Treasury Notes In Depth

Treasury notes, or T-notes, are issued in terms of 2, 3, 5, 7, and 10 years, and pay interest every six months until they mature.

The price of a note may be greater than, less than, or equal to the face value of the note. For a full discussion of the price of a note, see Treasury Notes: Rates and Terms.

When a note matures, you are paid its face value.

Notes are sold in TreasuryDirect, and by banks and brokers. (Notes are no longer sold in Legacy Treasury Direct, which is being phased out.)

You can bid for a note in either of two ways:

  • With a noncompetitive bid, you agree to accept the yield determined at auction. With this bid, you are guaranteed to receive the note you want, and in the full amount you want.
  • With a competitive bid, you specify the yield you are willing to accept. Your bid may be: 1) accepted in the full amount you want if your bid is less than the yield determined at auction, 2) accepted in less than the full amount you want if your bid is equal to the high yield, or 3) rejected if the yield you specify is higher than the yield set at auction.

To place a noncompetitive bid, you may use TreasuryDirect, a bank, or a broker.

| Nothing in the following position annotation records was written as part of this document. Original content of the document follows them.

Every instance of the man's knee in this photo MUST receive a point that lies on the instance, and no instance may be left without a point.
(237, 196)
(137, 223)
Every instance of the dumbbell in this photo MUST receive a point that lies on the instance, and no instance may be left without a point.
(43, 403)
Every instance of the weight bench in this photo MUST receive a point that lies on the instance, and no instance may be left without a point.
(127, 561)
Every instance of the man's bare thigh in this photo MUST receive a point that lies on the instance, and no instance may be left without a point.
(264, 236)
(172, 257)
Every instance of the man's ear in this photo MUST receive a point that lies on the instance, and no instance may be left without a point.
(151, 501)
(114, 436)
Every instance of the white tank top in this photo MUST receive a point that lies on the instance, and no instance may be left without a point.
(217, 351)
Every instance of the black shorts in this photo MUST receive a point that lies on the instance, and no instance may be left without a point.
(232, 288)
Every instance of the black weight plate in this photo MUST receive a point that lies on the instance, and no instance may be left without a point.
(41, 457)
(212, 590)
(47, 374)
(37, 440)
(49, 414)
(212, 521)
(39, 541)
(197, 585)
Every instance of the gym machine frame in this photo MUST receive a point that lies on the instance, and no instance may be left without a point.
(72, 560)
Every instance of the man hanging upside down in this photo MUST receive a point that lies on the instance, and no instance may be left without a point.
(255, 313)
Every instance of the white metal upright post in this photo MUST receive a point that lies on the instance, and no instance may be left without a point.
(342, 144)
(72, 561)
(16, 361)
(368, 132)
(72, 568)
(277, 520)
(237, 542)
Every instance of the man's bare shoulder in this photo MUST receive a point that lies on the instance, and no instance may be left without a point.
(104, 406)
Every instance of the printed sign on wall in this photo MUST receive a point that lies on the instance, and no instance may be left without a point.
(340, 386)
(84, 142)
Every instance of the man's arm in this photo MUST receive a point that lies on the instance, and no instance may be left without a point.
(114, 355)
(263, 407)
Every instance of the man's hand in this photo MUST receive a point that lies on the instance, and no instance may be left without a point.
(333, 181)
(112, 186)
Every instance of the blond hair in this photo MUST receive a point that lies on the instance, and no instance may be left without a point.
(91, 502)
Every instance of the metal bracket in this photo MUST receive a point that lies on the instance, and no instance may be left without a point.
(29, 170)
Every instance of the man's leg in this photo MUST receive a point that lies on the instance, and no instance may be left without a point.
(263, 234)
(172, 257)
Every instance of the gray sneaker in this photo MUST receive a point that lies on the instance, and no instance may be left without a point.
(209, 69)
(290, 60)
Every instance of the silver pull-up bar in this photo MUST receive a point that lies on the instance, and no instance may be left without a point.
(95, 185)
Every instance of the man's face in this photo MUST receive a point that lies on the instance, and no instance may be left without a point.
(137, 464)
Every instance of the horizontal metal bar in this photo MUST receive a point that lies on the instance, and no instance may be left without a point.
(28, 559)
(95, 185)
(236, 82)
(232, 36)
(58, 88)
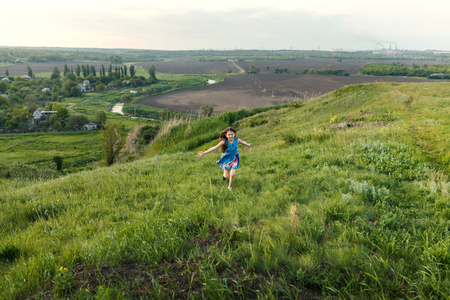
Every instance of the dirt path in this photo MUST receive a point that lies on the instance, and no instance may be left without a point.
(70, 107)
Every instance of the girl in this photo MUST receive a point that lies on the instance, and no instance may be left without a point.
(229, 161)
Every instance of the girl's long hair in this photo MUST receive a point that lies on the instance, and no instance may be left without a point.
(223, 135)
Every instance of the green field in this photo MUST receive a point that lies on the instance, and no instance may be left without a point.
(318, 209)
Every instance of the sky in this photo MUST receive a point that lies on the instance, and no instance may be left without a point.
(227, 25)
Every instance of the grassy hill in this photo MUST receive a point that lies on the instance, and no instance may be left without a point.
(318, 210)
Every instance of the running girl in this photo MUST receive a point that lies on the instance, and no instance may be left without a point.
(229, 161)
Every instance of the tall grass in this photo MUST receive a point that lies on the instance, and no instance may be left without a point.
(314, 218)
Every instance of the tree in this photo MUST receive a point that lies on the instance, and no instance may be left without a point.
(3, 102)
(55, 74)
(100, 117)
(3, 86)
(77, 121)
(100, 87)
(132, 71)
(253, 69)
(125, 98)
(58, 160)
(71, 76)
(164, 114)
(206, 111)
(147, 91)
(71, 89)
(62, 112)
(55, 97)
(152, 74)
(112, 139)
(20, 120)
(83, 70)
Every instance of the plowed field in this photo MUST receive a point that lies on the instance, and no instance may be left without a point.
(247, 91)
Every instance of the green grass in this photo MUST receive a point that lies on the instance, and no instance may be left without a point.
(78, 150)
(317, 211)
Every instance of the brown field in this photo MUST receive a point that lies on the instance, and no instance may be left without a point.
(21, 69)
(247, 91)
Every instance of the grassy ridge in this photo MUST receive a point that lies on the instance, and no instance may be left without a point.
(316, 211)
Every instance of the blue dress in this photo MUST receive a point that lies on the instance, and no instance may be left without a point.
(230, 158)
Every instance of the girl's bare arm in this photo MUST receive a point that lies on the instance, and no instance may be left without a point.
(244, 143)
(201, 153)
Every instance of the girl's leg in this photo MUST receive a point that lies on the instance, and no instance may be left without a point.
(232, 176)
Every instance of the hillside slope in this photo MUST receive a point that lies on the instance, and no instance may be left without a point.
(317, 210)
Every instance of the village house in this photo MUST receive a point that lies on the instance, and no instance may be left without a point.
(42, 114)
(84, 86)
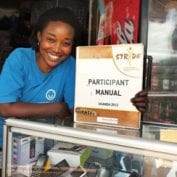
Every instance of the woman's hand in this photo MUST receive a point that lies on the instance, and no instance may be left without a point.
(140, 101)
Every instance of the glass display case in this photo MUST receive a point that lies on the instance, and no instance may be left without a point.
(161, 40)
(72, 149)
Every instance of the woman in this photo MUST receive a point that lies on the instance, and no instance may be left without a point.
(38, 82)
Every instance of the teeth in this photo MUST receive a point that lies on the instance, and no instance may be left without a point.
(53, 57)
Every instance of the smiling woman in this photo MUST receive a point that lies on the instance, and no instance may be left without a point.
(41, 85)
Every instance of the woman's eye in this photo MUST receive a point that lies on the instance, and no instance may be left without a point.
(66, 44)
(51, 40)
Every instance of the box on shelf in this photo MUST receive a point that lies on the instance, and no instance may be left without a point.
(25, 149)
(107, 77)
(75, 155)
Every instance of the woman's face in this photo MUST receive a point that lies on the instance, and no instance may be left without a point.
(55, 45)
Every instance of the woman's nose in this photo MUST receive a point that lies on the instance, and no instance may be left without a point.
(58, 47)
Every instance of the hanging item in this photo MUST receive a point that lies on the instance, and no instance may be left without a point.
(119, 21)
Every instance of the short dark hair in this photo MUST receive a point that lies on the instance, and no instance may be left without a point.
(54, 14)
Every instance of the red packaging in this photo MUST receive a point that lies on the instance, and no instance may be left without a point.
(119, 21)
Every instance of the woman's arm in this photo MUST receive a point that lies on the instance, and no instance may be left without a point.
(34, 110)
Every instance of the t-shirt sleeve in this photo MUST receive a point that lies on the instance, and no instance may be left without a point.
(69, 90)
(11, 78)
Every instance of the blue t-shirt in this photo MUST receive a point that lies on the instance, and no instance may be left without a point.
(22, 80)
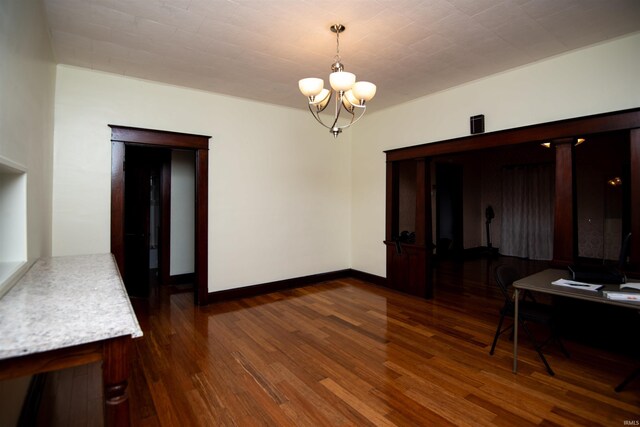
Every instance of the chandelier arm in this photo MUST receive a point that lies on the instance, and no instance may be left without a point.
(353, 119)
(316, 116)
(336, 114)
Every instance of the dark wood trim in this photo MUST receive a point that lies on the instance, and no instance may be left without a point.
(634, 146)
(563, 234)
(368, 277)
(422, 170)
(159, 138)
(31, 404)
(279, 285)
(391, 202)
(117, 203)
(122, 135)
(164, 266)
(619, 120)
(202, 226)
(179, 279)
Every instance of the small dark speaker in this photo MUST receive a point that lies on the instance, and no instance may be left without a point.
(477, 123)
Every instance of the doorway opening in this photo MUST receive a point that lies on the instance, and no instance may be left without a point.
(141, 159)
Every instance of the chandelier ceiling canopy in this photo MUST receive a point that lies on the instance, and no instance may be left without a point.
(349, 95)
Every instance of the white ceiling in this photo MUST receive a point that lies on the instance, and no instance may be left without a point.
(259, 49)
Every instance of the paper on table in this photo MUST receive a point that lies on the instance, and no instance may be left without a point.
(623, 296)
(576, 285)
(631, 285)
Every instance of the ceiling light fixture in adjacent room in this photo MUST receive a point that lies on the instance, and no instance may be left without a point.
(349, 96)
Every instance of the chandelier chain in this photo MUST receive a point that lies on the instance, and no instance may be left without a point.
(338, 45)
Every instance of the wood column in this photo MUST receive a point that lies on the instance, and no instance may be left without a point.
(563, 229)
(115, 377)
(634, 148)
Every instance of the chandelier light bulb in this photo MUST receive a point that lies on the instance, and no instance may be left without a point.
(349, 96)
(364, 91)
(310, 87)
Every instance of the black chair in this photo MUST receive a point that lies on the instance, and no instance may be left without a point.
(529, 311)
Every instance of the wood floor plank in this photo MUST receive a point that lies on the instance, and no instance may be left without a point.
(349, 353)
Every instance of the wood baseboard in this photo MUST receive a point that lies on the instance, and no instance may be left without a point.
(368, 277)
(265, 288)
(180, 279)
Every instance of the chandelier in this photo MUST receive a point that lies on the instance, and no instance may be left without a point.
(349, 96)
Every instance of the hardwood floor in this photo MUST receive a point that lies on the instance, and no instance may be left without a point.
(346, 352)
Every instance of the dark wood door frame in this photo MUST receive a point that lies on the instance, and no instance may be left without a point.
(121, 135)
(558, 131)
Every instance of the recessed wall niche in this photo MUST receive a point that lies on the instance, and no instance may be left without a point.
(13, 222)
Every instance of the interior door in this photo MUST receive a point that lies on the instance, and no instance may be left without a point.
(136, 223)
(449, 209)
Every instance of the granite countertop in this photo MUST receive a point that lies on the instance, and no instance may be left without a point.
(65, 301)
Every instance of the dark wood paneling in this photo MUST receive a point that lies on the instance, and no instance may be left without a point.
(634, 254)
(159, 137)
(391, 201)
(619, 120)
(407, 269)
(562, 132)
(422, 169)
(122, 135)
(563, 236)
(165, 222)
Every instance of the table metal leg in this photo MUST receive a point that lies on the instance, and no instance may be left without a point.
(515, 332)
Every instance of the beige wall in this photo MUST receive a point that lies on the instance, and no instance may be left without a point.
(27, 81)
(279, 193)
(594, 80)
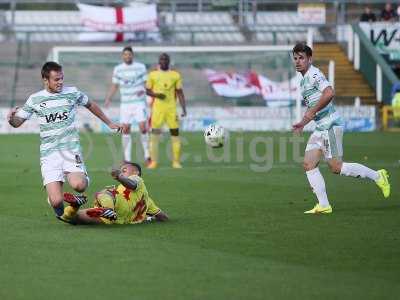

To place a competitive bid, you must use a bank or broker.

Key Facts

  • The yield on a note is determined at auction.
  • Notes are sold in increments of $100. The minimum purchase is $100.
  • Notes are issued in electronic form.
  • You can hold a note until it matures or sell it before it matures.
  • In a single auction, a bidder can buy up to $10 million in notes by non-competitive bidding or up to 35% of the initial offering amount by competitive bidding.